Önceden sorarlardı:
Erzurum’u nasıl tarif edersiniz? diye,
‘Havası, suyu temiz, eti bulunmaz şehir’ şeklinde cevap alırdınız.
*
Ya şimdi?
Böyle bir soruyla karşı karşıya kalsanız nasıl bir cevap verirsiniz?
‘Havası, suyu kirli, hayvancılığı ise dibe vurmuş bir şehir’
Bu cevapta bir abartı var mı?
Bence yok.
Çünkü veriler ortada.
Suyu malum,
Havası doğalgaza rağmen kirli,
Tarım ve hayvancılık yok olmakla yüz yüze,
Koyun eti Balıkesir’den geliyor.
Halbuki,
1993’te 1,5 milyonu aşkın koyun bulunuyordu bu şehirde…
*
Malumunuz geçtiğimiz Cuma günü Sağlık Bakanı Sayın Recep Akdağ Erzurum’a
gelmişti.
Valiliği ziyareti sırasında bazı açıklamalarda bulundu.
Bakanlığı ile ilgili çalışmalar hakkında basına bilgi verdi.

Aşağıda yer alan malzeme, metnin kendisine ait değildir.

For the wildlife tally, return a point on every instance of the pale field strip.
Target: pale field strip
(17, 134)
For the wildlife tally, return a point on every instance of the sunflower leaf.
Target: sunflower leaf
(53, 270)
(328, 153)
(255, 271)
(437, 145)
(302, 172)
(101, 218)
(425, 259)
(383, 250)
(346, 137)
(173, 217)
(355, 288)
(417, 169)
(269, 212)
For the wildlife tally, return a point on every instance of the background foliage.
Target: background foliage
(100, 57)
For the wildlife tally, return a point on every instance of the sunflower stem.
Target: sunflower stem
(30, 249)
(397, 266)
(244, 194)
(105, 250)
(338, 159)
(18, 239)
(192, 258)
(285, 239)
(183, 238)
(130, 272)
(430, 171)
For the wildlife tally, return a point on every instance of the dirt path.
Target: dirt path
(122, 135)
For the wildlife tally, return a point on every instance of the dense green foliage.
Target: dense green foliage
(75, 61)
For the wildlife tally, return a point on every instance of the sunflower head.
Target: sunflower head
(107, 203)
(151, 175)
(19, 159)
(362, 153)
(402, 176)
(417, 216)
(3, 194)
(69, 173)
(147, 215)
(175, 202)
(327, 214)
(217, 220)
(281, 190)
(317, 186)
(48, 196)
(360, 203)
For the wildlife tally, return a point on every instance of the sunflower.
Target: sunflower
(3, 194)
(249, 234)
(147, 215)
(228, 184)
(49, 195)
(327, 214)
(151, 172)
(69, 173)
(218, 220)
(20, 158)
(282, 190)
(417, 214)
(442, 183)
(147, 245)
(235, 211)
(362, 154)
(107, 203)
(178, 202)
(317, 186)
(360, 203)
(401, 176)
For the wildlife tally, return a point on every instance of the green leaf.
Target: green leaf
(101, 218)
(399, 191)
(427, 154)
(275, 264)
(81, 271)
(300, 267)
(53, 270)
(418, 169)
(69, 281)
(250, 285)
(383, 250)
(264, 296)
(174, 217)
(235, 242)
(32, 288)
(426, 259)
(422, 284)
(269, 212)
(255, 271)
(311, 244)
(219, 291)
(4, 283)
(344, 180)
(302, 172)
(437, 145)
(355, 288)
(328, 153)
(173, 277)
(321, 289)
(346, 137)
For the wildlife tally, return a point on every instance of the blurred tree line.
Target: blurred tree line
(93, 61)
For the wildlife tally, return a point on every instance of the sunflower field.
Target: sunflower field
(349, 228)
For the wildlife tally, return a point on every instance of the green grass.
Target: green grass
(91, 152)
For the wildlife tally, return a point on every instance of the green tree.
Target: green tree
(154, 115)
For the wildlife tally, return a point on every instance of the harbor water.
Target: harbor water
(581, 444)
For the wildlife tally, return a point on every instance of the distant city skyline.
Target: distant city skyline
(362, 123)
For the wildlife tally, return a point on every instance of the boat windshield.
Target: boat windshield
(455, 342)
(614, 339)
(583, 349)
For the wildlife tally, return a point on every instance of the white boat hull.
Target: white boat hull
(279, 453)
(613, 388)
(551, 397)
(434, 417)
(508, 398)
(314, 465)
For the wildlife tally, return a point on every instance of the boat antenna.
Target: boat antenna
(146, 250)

Bu açıklamalar sırasında birde teşekkür bölümü vardı ki hak edenlerle hak
Etmeyenler adeta aynı çizgide tutuldu.
*
Sayın Bakan, şehrin güvenliği ve çete operasyonlarındaki başarı nedeniyle
İçişleri Bakanlığına ve Emniyet Müdürüne teşekkür etti.
Emniyet Müdürlüğünün çalışmaları taktire şayan.
O teşekkür hiç kimsenin garibine gitmedi.
Bir teşekkür de Tarım İl Müdürlüğü’ne gitti.
Neymiş efendim,
‘Aşılama da’ başarı söz konusuymuş…
Ben işin inceliğini bilmem.
Ama,
Benim baktığım nokta tarım ve hayvancılıkta gelinen son noktadır.
Tarım ve Hayvancılıkta gelinen noktayı yukarıda arz ettim.
‘Balıkesir meselesi’ yani…
Sonra bir tezat yok mu bu teşekkür de?
Bir milletvekilimiz Erzurum da tarım ve hayvancılıkta geriye gidişin olduğu
gerekçesiyle Tarım İli Müdürü’nün görevden alınacağını daha önceleri
belirtmişti.
Sonrada bu tayinin gerçekleştiği basına yansımıştı.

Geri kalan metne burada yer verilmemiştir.